US firm's AI tech ban set to inspire homegrown innovation
Experts say move to backfire as well-placed Chinese companies ready to accept challenge
By Fan Feifei and Cheng Yu | China Daily | Updated: 2024-07-25 06:54
US-based research company OpenAI's recent move to block access in China and other countries to the technology used to build artificial intelligence products is likely to backfire and boost development of the domestic industry, experts said.
The ban will motivate Chinese large language model companies to enhance their own innovation capacities and encourage more AI startups to opt for homegrown LLMs to avoid potential geopolitical risks, they said.
"The suspension of OpenAI's services in China will accelerate the development of the domestic LLM industry," said Zhou Hongyi, founder of the cybersecurity company 360 Security Group. "It might not be a bad thing after all," he said in a video posted on social media platform Sina Weibo.
Industry insiders also encouraged Chinese LLM companies to invest more in improving computing power and algorithms, and accumulate more high-quality training data to gain an edge in the global AI race and narrow the gap with the United States on the latest tech frontier.
LLMs are AI models fed with huge amounts of text data for use in a variety of tasks, ranging from natural language processing to machine translation. It is the key technology underpinning OpenAI's ChatGPT, which has taken the world by storm since late 2022.
Last month, the US company announced the restrictions on its application programming interface, or API, effective from July 9. API is a set of rules or protocols, that enables software applications to communicate with each other to exchange data, features and functionality. It allows third-party developers to integrate AI models into their applications.
Although ChatGPT is not available on the Chinese mainland, some Chinese startups have been able to access OpenAI's API platform and use it to build their own applications.
The San Francisco-headquartered firm's decision also came on the heels of a draft rule released by the US Department of the Treasury on June 22 that would restrict and monitor US companies' and individuals' investments in China for AI, chips and quantum computing.
Luring new users
In response to OpenAI's announcement, a slew of Chinese technology companies are scrambling to lure OpenAI users to their platforms by offering migration options and free tokens, the smallest unit text data can be broken down into for an AI model to process.
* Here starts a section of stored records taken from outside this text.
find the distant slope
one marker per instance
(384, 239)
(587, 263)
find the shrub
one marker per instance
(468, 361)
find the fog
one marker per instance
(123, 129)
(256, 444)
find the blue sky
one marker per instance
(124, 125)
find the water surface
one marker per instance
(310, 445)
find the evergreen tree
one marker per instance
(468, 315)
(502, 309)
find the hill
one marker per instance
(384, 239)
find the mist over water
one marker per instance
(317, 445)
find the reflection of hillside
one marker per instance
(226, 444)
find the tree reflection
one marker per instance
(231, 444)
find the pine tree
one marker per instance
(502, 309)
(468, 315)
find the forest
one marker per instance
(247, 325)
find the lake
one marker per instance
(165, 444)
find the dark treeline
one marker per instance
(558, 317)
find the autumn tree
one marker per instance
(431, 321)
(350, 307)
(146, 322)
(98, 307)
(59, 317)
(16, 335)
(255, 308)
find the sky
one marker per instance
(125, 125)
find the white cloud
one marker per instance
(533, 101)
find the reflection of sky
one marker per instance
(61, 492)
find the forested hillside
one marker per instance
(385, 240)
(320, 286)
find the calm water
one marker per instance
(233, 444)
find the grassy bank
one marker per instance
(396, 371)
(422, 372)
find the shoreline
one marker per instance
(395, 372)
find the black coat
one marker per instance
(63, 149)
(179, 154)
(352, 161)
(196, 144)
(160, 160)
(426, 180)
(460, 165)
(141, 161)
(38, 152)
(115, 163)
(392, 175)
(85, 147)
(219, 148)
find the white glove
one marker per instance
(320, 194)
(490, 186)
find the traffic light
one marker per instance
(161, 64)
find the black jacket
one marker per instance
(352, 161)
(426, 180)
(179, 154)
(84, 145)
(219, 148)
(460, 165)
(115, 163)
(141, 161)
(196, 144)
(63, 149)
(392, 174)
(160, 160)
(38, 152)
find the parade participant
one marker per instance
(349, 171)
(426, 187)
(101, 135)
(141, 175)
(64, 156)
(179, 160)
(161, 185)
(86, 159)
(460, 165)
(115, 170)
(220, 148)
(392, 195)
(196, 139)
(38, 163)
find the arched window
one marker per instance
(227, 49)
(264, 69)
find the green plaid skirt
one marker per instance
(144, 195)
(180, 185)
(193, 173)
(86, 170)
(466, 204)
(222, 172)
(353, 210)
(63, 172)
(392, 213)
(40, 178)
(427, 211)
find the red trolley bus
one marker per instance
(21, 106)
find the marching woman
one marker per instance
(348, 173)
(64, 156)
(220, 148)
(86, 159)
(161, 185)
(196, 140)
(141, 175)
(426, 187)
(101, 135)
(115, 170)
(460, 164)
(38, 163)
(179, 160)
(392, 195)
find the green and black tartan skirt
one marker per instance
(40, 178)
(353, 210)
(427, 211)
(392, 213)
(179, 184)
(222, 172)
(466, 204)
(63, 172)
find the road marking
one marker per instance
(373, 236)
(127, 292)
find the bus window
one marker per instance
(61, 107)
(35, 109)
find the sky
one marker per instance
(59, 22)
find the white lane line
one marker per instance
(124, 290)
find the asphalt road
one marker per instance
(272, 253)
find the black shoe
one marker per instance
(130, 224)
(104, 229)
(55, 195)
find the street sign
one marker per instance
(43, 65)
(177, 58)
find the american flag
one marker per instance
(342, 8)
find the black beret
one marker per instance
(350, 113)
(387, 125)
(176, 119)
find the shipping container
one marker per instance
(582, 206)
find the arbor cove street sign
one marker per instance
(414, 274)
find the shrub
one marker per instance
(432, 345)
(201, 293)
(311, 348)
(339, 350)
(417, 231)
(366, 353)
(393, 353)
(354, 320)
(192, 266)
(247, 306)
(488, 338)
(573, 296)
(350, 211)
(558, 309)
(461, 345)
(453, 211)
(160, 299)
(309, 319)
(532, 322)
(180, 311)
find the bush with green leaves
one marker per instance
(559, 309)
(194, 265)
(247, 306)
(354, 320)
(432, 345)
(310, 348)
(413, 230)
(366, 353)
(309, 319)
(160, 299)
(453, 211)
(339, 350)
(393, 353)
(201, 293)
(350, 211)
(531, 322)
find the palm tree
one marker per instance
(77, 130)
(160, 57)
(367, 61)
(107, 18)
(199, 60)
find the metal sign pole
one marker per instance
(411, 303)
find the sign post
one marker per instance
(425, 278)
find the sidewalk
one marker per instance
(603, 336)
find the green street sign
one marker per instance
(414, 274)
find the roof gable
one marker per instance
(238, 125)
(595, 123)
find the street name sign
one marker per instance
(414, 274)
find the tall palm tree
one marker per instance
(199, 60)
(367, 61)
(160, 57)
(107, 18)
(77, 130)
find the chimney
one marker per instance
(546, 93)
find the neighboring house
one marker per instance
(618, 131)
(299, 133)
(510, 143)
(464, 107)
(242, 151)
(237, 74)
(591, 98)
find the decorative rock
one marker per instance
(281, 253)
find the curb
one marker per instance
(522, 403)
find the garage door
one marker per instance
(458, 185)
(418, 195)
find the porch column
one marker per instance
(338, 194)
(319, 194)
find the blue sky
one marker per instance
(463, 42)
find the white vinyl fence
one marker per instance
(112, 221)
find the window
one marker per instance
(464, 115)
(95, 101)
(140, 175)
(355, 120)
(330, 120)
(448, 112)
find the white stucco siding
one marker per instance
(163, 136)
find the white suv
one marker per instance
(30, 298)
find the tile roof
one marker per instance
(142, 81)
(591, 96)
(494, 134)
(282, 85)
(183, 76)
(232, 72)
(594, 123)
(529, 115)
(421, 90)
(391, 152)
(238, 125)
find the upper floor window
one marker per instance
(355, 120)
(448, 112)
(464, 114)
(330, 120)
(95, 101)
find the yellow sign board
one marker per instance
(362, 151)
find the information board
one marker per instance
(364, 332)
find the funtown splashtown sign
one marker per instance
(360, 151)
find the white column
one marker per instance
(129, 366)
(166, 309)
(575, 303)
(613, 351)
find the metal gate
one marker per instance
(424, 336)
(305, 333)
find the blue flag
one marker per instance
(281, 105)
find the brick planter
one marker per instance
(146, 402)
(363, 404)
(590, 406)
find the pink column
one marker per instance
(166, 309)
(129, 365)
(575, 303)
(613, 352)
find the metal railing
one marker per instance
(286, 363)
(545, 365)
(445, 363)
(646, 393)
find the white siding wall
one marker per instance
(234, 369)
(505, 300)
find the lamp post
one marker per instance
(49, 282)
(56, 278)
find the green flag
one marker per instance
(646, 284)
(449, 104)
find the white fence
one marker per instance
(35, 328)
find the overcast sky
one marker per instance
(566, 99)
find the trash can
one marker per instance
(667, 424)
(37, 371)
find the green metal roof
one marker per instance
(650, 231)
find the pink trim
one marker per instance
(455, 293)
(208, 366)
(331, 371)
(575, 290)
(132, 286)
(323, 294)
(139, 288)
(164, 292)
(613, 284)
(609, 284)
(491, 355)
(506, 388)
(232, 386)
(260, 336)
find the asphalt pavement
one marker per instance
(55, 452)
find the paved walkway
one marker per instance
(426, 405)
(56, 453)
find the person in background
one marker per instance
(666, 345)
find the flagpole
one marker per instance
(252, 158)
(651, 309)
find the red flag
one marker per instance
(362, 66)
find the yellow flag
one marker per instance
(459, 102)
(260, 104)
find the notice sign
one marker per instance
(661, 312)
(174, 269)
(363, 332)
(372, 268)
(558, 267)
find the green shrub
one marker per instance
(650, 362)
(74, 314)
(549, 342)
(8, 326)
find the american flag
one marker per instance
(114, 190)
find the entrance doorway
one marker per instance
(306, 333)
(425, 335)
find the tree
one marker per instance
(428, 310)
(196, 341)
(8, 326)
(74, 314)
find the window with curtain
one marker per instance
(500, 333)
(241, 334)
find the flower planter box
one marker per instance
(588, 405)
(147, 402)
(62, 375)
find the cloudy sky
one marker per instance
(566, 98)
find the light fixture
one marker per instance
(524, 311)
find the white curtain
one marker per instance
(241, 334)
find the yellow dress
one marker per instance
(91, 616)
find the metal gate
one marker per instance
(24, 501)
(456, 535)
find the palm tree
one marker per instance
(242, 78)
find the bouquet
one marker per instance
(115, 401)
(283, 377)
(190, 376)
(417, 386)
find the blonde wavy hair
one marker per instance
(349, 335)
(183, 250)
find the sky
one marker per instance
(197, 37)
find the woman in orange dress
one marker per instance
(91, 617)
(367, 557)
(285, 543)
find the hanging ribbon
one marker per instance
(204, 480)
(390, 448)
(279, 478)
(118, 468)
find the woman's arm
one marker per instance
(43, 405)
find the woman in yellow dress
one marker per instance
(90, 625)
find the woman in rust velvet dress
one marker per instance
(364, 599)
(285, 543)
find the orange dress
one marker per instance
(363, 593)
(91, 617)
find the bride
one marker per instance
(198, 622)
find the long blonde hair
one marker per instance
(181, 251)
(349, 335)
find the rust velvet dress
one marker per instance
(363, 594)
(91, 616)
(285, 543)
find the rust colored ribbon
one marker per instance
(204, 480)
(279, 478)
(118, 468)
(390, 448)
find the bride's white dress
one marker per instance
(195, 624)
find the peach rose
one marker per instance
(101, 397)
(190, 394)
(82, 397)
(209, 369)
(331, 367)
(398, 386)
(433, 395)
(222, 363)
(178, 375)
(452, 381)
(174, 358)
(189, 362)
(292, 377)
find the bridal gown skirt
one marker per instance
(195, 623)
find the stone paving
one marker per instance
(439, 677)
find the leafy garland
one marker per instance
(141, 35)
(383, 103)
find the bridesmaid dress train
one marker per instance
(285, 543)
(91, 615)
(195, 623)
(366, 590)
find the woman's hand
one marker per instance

Among them is tech heavyweight Baidu Inc, which has rolled out an inclusive program for users to have a smooth and free transition to its LLM Ernie platform.
The company is also providing free AI model fine-tuning and expert guidance on its flagship Ernie model, along with 50 million free tokens, which developers can use to query the AI-powered chatbot.
Alibaba Cloud, the cloud computing unit of Alibaba Group, is offering 22 million free tokens and migration services for OpenAI's API users through its own AI platform.
The company's Qwen-plus model is priced significantly lower than GPT-4, it said. Tongyi Qianwen 2.5, the latest version of its LLM, has caught up with the GPT-4 model in multiple capacities, including text understanding and generation, knowledge quizzes, dialogues and life advice, in the context of the Chinese language.
Other companies offering incentives to migrate include startup SenseTime and Baichuan Intelligent Technology, which is backed by Alibaba and Tencent Holdings.
Zhipu AI, a Beijing-based startup and one of the four new "AI tigers" of China, has announced a special migration program that includes training and consulting services, and 150 million free tokens. Unicorn company 01.AI, founded by renowned AI expert Kai-Fu Lee, also announced in late June a half-price replacement plan for users to migrate to the company's Yi series large models.